Detection and correction of the misplacement error in THz Spectroscopy by application of singly subtractive Kramers-Kronig relations

TL;DR

This paper presents a rigorous optimization method using singly subtractive Kramers-Kronig relations to detect and correct phase misplacement errors in THz reflection spectroscopy, improving the consistency of permittivity measurements.

Contribution

The paper introduces a novel application of singly subtractive Kramers-Kronig relations for correcting phase errors in THz spectroscopy data.

Findings

Effective correction of phase misplacement errors demonstrated on InAs wafer data.

Improved consistency between amplitude and phase measurements achieved.

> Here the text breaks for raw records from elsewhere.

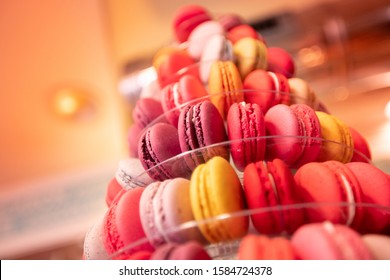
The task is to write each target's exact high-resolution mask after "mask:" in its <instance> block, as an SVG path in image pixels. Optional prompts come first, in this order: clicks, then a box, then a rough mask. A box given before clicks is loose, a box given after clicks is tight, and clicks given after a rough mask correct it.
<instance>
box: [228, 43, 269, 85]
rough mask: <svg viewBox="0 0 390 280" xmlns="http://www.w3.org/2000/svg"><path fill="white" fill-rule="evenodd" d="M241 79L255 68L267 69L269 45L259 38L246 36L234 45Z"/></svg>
mask: <svg viewBox="0 0 390 280" xmlns="http://www.w3.org/2000/svg"><path fill="white" fill-rule="evenodd" d="M233 51H234V56H235V57H236V60H237V62H236V63H237V67H238V71H239V72H240V75H241V79H243V80H244V79H245V77H246V76H247V75H248V74H249V73H250V72H252V71H253V70H255V69H264V70H266V69H267V65H268V62H267V61H268V60H267V46H266V45H265V44H264V43H263V42H262V41H260V40H259V39H255V38H251V37H244V38H242V39H240V40H238V41H237V42H236V43H235V44H234V45H233Z"/></svg>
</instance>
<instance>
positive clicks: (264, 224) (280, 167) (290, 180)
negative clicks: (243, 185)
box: [243, 159, 303, 234]
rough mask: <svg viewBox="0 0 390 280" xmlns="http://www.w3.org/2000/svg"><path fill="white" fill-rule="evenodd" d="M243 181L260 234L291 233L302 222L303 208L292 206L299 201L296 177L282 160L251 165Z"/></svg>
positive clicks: (252, 222)
mask: <svg viewBox="0 0 390 280" xmlns="http://www.w3.org/2000/svg"><path fill="white" fill-rule="evenodd" d="M243 182H244V191H245V198H246V202H247V205H248V209H250V210H251V221H252V224H253V226H254V228H255V229H256V230H257V231H258V232H259V233H262V234H282V233H289V234H291V233H292V232H294V230H296V229H297V228H298V227H299V226H300V225H302V224H303V212H302V210H301V209H300V208H295V207H293V205H294V204H296V203H298V201H299V197H298V196H297V194H296V193H295V181H294V177H293V174H292V172H291V170H290V169H289V168H288V166H287V165H286V164H285V163H284V162H283V161H282V160H280V159H274V160H273V161H259V162H256V163H250V164H248V165H247V166H246V168H245V170H244V180H243Z"/></svg>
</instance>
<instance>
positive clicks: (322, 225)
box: [291, 222, 373, 260]
mask: <svg viewBox="0 0 390 280" xmlns="http://www.w3.org/2000/svg"><path fill="white" fill-rule="evenodd" d="M291 244H292V246H293V249H294V251H295V253H296V255H297V256H298V258H300V259H303V260H369V259H372V258H373V256H372V254H371V252H370V251H369V249H368V247H367V245H366V244H365V243H364V242H363V239H362V237H361V235H360V234H359V233H357V232H356V231H354V230H353V229H351V228H349V227H347V226H345V225H340V224H332V223H330V222H323V223H313V224H306V225H303V226H301V227H300V228H299V229H298V230H297V231H296V232H295V233H294V234H293V236H292V238H291Z"/></svg>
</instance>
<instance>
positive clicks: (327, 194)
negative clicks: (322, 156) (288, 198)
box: [294, 162, 349, 224]
mask: <svg viewBox="0 0 390 280" xmlns="http://www.w3.org/2000/svg"><path fill="white" fill-rule="evenodd" d="M294 180H295V185H296V187H295V192H296V194H297V197H298V198H299V199H300V203H317V205H315V206H313V207H307V208H305V209H303V210H304V215H305V218H306V220H305V222H307V223H309V222H311V223H313V222H323V221H326V220H328V221H331V222H333V223H339V224H346V223H347V220H348V217H349V215H348V210H349V208H348V207H346V206H345V205H344V204H343V203H346V202H347V199H346V197H347V196H346V192H345V189H344V188H343V187H342V186H341V185H340V179H339V177H338V176H337V174H335V172H334V170H333V169H331V168H329V167H328V166H326V165H324V164H323V163H318V162H311V163H307V164H305V165H303V166H302V167H300V168H299V169H298V170H297V172H296V173H295V175H294Z"/></svg>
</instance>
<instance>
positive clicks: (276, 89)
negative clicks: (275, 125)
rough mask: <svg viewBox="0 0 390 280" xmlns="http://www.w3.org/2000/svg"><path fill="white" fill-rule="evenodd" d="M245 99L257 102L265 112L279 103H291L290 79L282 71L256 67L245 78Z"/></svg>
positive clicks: (264, 111) (251, 101) (248, 102)
mask: <svg viewBox="0 0 390 280" xmlns="http://www.w3.org/2000/svg"><path fill="white" fill-rule="evenodd" d="M243 88H244V92H245V93H244V99H245V101H246V102H248V103H256V104H258V105H259V106H260V108H261V109H262V110H263V112H264V114H265V113H266V112H267V111H268V110H269V109H270V108H271V107H273V106H275V105H277V104H286V105H288V104H290V87H289V85H288V80H287V78H286V77H285V76H283V75H282V74H280V73H274V72H270V71H266V70H264V69H255V70H253V71H251V72H250V73H249V74H248V75H247V76H246V77H245V79H244V80H243Z"/></svg>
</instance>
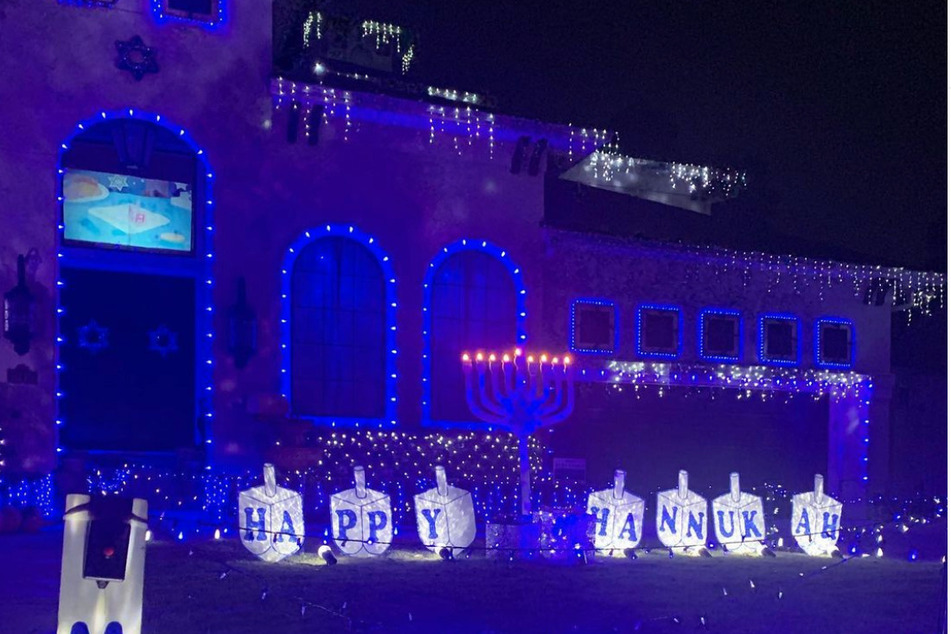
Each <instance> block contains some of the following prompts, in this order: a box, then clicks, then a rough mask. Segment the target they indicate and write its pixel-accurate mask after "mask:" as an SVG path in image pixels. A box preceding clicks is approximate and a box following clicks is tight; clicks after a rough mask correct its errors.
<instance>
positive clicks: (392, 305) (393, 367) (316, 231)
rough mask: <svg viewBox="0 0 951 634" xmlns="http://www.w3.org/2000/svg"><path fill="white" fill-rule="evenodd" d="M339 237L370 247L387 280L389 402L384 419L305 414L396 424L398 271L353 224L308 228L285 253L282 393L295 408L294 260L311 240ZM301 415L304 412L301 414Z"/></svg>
mask: <svg viewBox="0 0 951 634" xmlns="http://www.w3.org/2000/svg"><path fill="white" fill-rule="evenodd" d="M329 237H338V238H346V239H349V240H353V241H355V242H356V243H357V244H359V245H361V246H363V247H364V248H366V249H367V250H368V251H370V253H372V254H373V256H374V257H375V258H376V260H377V263H378V264H379V265H380V269H381V270H382V272H383V277H384V279H385V280H386V284H385V289H386V290H385V299H386V316H385V331H386V332H385V338H384V342H385V348H386V365H385V372H386V376H385V377H384V386H385V394H386V397H385V398H386V403H385V407H384V418H383V419H365V418H359V419H358V418H345V417H337V416H302V418H306V419H308V420H313V421H315V422H319V423H324V424H328V425H330V426H331V427H337V426H338V425H339V426H343V427H360V426H361V425H362V426H368V427H377V428H383V427H392V426H394V425H396V403H397V396H396V394H397V392H396V386H397V378H398V375H397V367H396V357H397V355H398V351H397V348H396V273H395V272H394V270H393V263H392V262H391V261H390V256H389V255H387V253H386V252H385V251H383V249H381V248H380V245H379V243H378V242H377V240H376V239H375V238H374V237H373V236H371V235H369V234H366V233H364V232H362V231H360V230H359V229H356V228H355V227H354V226H353V225H345V224H327V225H323V226H321V227H315V228H313V229H310V230H308V231H305V232H304V233H303V234H302V235H301V236H300V237H298V238H297V240H295V241H294V243H293V244H291V246H290V247H288V248H287V253H286V254H285V255H284V264H283V266H282V267H281V328H280V332H281V396H282V397H284V398H285V399H286V400H287V402H288V403H289V404H290V405H291V408H292V409H293V406H294V401H293V397H294V395H293V393H292V392H291V277H292V276H293V273H294V262H295V261H296V260H297V256H298V255H300V253H301V251H303V249H304V248H305V247H306V246H307V245H309V244H310V243H312V242H314V241H316V240H320V239H322V238H329ZM298 415H300V414H298Z"/></svg>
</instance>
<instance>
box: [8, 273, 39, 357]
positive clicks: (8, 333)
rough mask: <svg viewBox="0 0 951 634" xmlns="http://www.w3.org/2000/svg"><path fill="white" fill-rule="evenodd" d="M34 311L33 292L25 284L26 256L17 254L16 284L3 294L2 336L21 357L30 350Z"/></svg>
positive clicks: (25, 274) (34, 311) (33, 322)
mask: <svg viewBox="0 0 951 634" xmlns="http://www.w3.org/2000/svg"><path fill="white" fill-rule="evenodd" d="M35 313H36V306H35V303H34V300H33V293H31V292H30V289H29V287H28V286H27V285H26V258H25V257H24V256H22V255H18V256H17V283H16V286H14V287H13V288H11V289H10V290H9V291H7V292H6V293H4V294H3V338H4V339H7V340H9V341H10V342H11V343H12V344H13V350H14V351H15V352H16V353H17V354H18V355H20V356H21V357H22V356H23V355H25V354H26V353H27V352H29V351H30V340H31V339H32V338H33V335H34V334H35V331H34V329H33V323H34V317H35Z"/></svg>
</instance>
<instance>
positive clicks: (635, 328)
mask: <svg viewBox="0 0 951 634" xmlns="http://www.w3.org/2000/svg"><path fill="white" fill-rule="evenodd" d="M634 331H635V335H636V341H637V354H638V355H640V356H642V357H653V358H658V359H677V358H679V357H680V354H681V353H682V352H683V341H684V339H683V311H682V310H681V309H680V307H679V306H674V305H672V304H640V305H638V307H637V312H636V319H635V324H634Z"/></svg>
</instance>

Method applicable within the 0.5 to 2.5 THz spectral range.

Abstract

In THz reflection spectroscopy the complex permittivity of an opaque medium is determined on the basis of the amplitude and of the phase of the reflected wave. There is usually a problem of phase error due to misplacement of the reference sample. Such experimental error brings inconsistency between phase and amplitude invoked by the causality principle. We propose a rigorous method to solve this relevant experimental problem by using an optimization method based upon singly subtractive Kramers-Kronig relations. The applicability of the method is demonstrated for measured data on an n-type undoped (100) InAs wafer in the spectral range from 0.5 up to 2.5 THz.